Earlier in the week, the Biden administration made some aggressive announcements regarding its commitment to offshore wind.
According to Joe Martens, director of the New York Offshore Wind Alliance, the administration’s plans include a new wind energy area, establishing a target of 30 gigawatts (30,000 megawatts) of offshore wind by 2030, and investing in infrastructure to strengthen the wind turbine supply chain.
The 30-gigawatt goal is enough to power about 10 million homes.
Martens told Capital Tonight that the administration made the announcements in “a very cross-government style,” with multiple cabinet members and White House staff.
“There was an announcement from the Department of Transportation for funding available for port infrastructure. There was a lease from the Commerce Department on a big data sharing agreement on offshore wind. And there was a statement from Interior about designating a new wind energy area off the coastline of New York and New Jersey, an area known as the New York Bight,” Martens said.
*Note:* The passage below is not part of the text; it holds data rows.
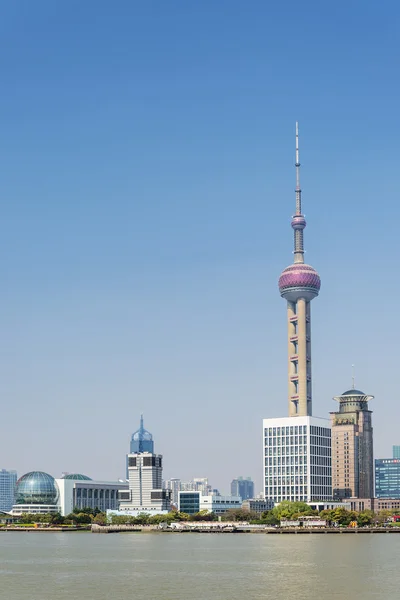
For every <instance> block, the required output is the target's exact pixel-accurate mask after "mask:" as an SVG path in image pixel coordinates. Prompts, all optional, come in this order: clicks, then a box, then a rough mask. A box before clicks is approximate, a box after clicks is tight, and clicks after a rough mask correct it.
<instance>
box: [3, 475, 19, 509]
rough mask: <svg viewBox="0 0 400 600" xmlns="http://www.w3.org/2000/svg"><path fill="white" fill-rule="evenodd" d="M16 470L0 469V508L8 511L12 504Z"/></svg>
mask: <svg viewBox="0 0 400 600" xmlns="http://www.w3.org/2000/svg"><path fill="white" fill-rule="evenodd" d="M16 483H17V471H7V470H6V469H1V470H0V510H2V511H3V510H4V511H6V512H8V511H10V510H11V509H12V507H13V504H14V493H15V484H16Z"/></svg>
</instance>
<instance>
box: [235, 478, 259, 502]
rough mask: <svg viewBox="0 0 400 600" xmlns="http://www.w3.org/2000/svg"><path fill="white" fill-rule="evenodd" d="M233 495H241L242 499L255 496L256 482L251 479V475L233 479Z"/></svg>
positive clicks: (245, 499) (238, 495)
mask: <svg viewBox="0 0 400 600" xmlns="http://www.w3.org/2000/svg"><path fill="white" fill-rule="evenodd" d="M231 495H232V496H240V497H241V499H242V500H248V499H249V498H254V482H253V481H252V480H251V477H246V479H243V477H238V478H237V479H233V481H232V483H231Z"/></svg>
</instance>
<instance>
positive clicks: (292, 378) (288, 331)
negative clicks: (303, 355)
mask: <svg viewBox="0 0 400 600" xmlns="http://www.w3.org/2000/svg"><path fill="white" fill-rule="evenodd" d="M295 317H296V304H295V302H289V301H288V303H287V319H288V397H289V417H295V416H296V415H297V399H296V400H294V399H293V396H297V393H298V392H297V358H295V357H296V355H297V321H296V319H295Z"/></svg>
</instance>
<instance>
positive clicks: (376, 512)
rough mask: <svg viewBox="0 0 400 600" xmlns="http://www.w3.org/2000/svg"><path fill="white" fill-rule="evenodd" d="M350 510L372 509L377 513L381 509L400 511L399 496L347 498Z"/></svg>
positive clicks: (399, 501)
mask: <svg viewBox="0 0 400 600" xmlns="http://www.w3.org/2000/svg"><path fill="white" fill-rule="evenodd" d="M349 502H350V510H355V511H357V512H362V511H363V510H373V511H374V512H376V513H379V512H380V511H381V510H396V511H400V498H349Z"/></svg>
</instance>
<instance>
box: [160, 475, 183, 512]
mask: <svg viewBox="0 0 400 600" xmlns="http://www.w3.org/2000/svg"><path fill="white" fill-rule="evenodd" d="M163 489H164V490H170V492H171V503H172V504H173V505H174V506H178V502H179V492H180V490H181V480H180V479H178V478H176V477H173V478H172V479H166V480H165V481H164V482H163Z"/></svg>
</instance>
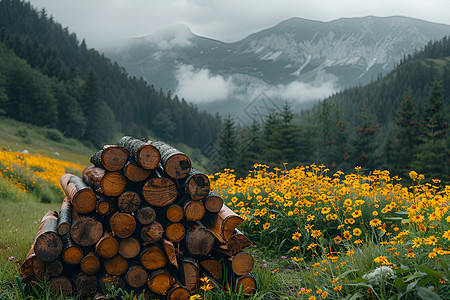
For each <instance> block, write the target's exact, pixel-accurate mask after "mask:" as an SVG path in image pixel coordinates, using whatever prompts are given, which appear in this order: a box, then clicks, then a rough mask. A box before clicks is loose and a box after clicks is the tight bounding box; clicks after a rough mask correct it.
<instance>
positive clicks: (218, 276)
mask: <svg viewBox="0 0 450 300" xmlns="http://www.w3.org/2000/svg"><path fill="white" fill-rule="evenodd" d="M200 266H201V267H202V268H204V269H205V270H206V272H207V273H208V274H209V275H211V277H212V278H213V279H215V280H216V281H219V282H221V281H222V273H223V272H222V264H221V263H220V262H219V261H218V260H215V259H213V258H206V259H202V260H201V261H200Z"/></svg>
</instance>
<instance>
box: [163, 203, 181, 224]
mask: <svg viewBox="0 0 450 300" xmlns="http://www.w3.org/2000/svg"><path fill="white" fill-rule="evenodd" d="M166 217H167V220H169V221H170V222H173V223H177V222H180V221H181V220H183V218H184V209H183V208H182V207H181V206H179V205H177V204H172V205H170V206H169V207H167V209H166Z"/></svg>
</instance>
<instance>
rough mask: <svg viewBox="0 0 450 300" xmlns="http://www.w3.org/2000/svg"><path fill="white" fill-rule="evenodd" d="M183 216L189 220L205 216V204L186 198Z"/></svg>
mask: <svg viewBox="0 0 450 300" xmlns="http://www.w3.org/2000/svg"><path fill="white" fill-rule="evenodd" d="M183 210H184V216H185V217H186V219H187V220H189V221H193V222H195V221H200V220H201V219H203V217H204V216H205V206H204V205H203V203H202V202H201V201H196V200H188V201H186V202H185V203H184V207H183Z"/></svg>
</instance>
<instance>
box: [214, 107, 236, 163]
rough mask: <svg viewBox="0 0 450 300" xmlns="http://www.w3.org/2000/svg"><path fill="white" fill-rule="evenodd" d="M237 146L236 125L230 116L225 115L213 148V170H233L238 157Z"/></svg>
mask: <svg viewBox="0 0 450 300" xmlns="http://www.w3.org/2000/svg"><path fill="white" fill-rule="evenodd" d="M237 146H238V144H237V132H236V125H235V123H234V119H233V118H232V117H231V115H227V116H226V117H225V120H224V122H223V127H222V131H221V132H220V133H219V136H218V139H217V143H216V147H215V150H216V153H217V156H216V157H215V159H214V161H215V165H214V169H216V170H223V169H233V168H235V166H236V160H237V157H238V149H237Z"/></svg>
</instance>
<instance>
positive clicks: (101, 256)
mask: <svg viewBox="0 0 450 300" xmlns="http://www.w3.org/2000/svg"><path fill="white" fill-rule="evenodd" d="M118 250H119V242H118V241H117V239H116V238H115V237H114V236H112V234H110V233H108V232H105V233H104V234H103V236H102V237H101V238H100V240H99V241H98V242H97V243H96V244H95V252H96V253H97V254H98V255H99V256H100V257H102V258H111V257H114V256H115V255H116V254H117V252H118Z"/></svg>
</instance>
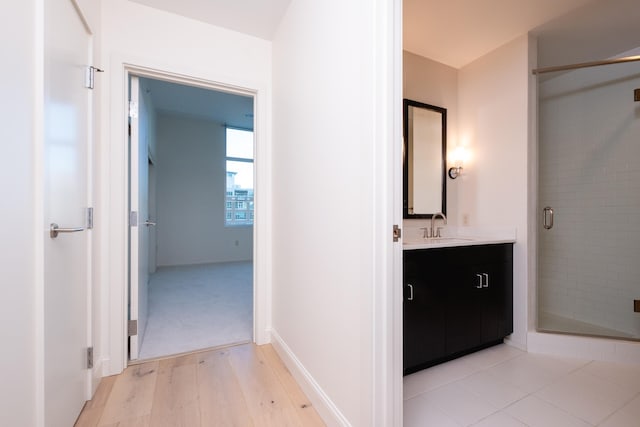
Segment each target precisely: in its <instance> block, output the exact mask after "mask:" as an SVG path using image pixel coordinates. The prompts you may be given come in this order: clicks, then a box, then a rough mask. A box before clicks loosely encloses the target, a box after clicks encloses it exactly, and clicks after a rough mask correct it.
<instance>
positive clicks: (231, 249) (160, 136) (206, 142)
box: [156, 113, 253, 266]
mask: <svg viewBox="0 0 640 427" xmlns="http://www.w3.org/2000/svg"><path fill="white" fill-rule="evenodd" d="M157 125H158V132H157V135H158V162H157V168H156V171H157V175H158V181H157V184H158V187H157V188H158V193H157V196H158V198H157V201H158V205H157V208H158V217H157V222H158V226H157V230H158V265H160V266H169V265H188V264H203V263H211V262H231V261H249V260H251V259H252V254H253V227H252V226H241V227H225V225H224V222H225V191H226V190H225V189H226V187H225V183H226V160H225V156H226V151H225V128H224V126H223V124H222V123H218V122H214V121H209V120H202V119H198V118H192V117H186V116H177V115H171V114H167V113H160V115H159V120H158V123H157Z"/></svg>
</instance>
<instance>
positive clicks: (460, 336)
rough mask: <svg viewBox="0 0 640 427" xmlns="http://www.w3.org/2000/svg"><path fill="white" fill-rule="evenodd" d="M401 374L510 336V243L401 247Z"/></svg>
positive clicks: (425, 365)
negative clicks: (402, 248) (401, 299)
mask: <svg viewBox="0 0 640 427" xmlns="http://www.w3.org/2000/svg"><path fill="white" fill-rule="evenodd" d="M403 254H404V262H403V264H404V265H403V287H404V303H403V310H404V314H403V322H404V346H403V348H404V375H407V374H410V373H413V372H416V371H419V370H421V369H424V368H427V367H430V366H433V365H436V364H438V363H441V362H445V361H448V360H451V359H454V358H456V357H460V356H463V355H465V354H468V353H471V352H473V351H476V350H480V349H483V348H486V347H489V346H492V345H495V344H499V343H501V342H502V340H503V339H504V337H506V336H507V335H509V334H511V333H512V332H513V242H512V241H508V240H507V241H505V240H483V239H460V238H442V239H431V240H429V241H428V242H427V241H425V242H422V243H420V242H418V243H416V242H412V243H405V244H404V251H403Z"/></svg>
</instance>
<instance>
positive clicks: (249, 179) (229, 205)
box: [225, 128, 253, 225]
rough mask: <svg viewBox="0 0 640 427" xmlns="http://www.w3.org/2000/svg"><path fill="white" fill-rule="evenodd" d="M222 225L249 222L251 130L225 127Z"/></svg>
mask: <svg viewBox="0 0 640 427" xmlns="http://www.w3.org/2000/svg"><path fill="white" fill-rule="evenodd" d="M226 147H227V151H226V152H227V156H226V162H227V169H226V172H227V181H226V186H227V188H226V200H225V206H226V209H227V212H226V215H225V225H253V131H250V130H244V129H234V128H227V131H226Z"/></svg>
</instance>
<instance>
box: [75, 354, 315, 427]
mask: <svg viewBox="0 0 640 427" xmlns="http://www.w3.org/2000/svg"><path fill="white" fill-rule="evenodd" d="M324 425H325V424H324V423H323V422H322V419H321V418H320V416H319V415H318V413H317V412H316V411H315V409H314V408H313V407H312V406H311V402H310V401H309V400H308V399H307V397H306V396H305V395H304V393H303V392H302V390H301V389H300V387H299V386H298V384H297V383H296V381H295V380H294V379H293V377H292V376H291V374H290V373H289V371H288V370H287V368H286V367H285V365H284V364H283V363H282V361H281V360H280V358H279V357H278V355H277V353H276V352H275V350H274V349H273V347H272V346H271V345H263V346H256V345H255V344H244V345H239V346H235V347H227V348H223V349H218V350H211V351H207V352H202V353H194V354H188V355H185V356H179V357H175V358H170V359H164V360H157V361H150V362H145V363H141V364H139V365H133V366H129V367H128V368H127V369H126V370H125V371H124V372H123V373H122V374H120V375H115V376H111V377H105V378H103V379H102V381H101V383H100V386H99V387H98V390H97V391H96V394H95V396H94V398H93V399H92V400H90V401H88V402H87V403H86V405H85V407H84V409H83V411H82V413H81V414H80V416H79V417H78V420H77V421H76V424H75V426H76V427H116V426H117V427H134V426H135V427H165V426H166V427H179V426H180V427H208V426H239V427H244V426H256V427H261V426H278V427H284V426H296V427H299V426H311V427H314V426H324Z"/></svg>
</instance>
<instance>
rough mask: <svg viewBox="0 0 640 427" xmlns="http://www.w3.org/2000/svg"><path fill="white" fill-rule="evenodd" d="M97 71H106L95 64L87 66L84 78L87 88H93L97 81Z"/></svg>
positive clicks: (88, 88) (84, 86) (91, 88)
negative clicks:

The news regarding the Bight is especially significant to New York because the state has an ambitious climate law requiring 9,000 megawatts of offshore wind by 2035.
The constraining factor in that goal has been the availability of lease areas off the coast.
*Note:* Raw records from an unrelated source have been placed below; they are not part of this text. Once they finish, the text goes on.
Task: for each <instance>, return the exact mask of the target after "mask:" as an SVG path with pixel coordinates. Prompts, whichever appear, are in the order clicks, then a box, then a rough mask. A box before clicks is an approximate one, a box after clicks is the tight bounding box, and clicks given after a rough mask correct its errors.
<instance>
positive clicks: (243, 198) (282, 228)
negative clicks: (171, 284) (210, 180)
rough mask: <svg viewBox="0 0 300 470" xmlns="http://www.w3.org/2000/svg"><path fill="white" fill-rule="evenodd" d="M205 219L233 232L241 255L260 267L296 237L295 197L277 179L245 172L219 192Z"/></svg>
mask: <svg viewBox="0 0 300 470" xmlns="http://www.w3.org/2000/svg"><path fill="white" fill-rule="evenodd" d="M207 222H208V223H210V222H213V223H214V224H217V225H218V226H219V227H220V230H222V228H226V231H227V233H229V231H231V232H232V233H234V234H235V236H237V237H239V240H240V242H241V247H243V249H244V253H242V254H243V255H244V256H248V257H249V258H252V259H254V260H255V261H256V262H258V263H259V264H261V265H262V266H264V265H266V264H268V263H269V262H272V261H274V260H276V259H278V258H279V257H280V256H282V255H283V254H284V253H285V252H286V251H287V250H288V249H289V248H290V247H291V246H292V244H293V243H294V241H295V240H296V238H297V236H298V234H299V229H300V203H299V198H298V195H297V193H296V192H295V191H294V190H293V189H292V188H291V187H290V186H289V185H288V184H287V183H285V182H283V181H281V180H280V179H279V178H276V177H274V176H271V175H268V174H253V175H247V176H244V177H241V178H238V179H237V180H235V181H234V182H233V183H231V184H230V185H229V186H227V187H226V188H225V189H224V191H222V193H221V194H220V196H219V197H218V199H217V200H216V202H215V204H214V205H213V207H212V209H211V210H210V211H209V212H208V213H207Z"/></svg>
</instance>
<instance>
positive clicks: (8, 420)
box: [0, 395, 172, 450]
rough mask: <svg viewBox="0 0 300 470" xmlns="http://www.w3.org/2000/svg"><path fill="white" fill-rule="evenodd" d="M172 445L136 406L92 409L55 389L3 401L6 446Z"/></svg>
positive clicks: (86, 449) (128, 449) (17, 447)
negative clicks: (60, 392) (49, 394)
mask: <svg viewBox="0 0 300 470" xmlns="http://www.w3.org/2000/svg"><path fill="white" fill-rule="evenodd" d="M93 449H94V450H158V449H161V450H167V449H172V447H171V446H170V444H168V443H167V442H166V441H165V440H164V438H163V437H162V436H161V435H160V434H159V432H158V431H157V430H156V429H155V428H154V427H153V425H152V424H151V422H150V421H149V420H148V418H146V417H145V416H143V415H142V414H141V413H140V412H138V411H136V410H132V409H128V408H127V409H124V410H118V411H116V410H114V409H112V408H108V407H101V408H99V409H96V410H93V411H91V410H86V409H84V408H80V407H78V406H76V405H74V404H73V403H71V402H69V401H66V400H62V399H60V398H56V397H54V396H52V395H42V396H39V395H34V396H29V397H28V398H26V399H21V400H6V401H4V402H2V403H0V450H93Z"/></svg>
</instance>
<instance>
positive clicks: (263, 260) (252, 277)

“We’d be good, probably, to get to New York’s midway target of 70% renewable energy by 2030, but at that point, there becomes a bottleneck because of all the demand from other east coast states both north and south of New York,” Martens said. “So, a new wind energy area is essential if we’re going to get to that 9,000 megawatts by 2035.”
The portion of the New York Bight in question is about 800,000 acres, total. The Biden administration has outlined four distinct areas to be developed off the New York and New Jersey coastlines.
While the Biden administration has designated the Bight area for offshore wind, there is still a lot of work to be done before any wind turbines are erected there. For example, the designation needs an environmental assessment as well as a proposed sales notice, followed by public comments and a final sales notice.
“It could take at least until the end of this year, probably early 2022,” said Martens. “But if they stick with the designations that they proposed, that would provide enough capacity for about 10,000 megawatts, or 10 gigawatts.”
In other words, it would more than satisfy the off shore wind goals of both New York and New Jersey.
So just how big is the total — 30 gigawatt — proposal compared to what individual states are planning?
If you add up the energy goals of all the east coast states, there are 22 gigawatts of offshore wind demand. Martens calls the Biden administration’s 30-gigawatt goal, “aspirational but not unreasonable.”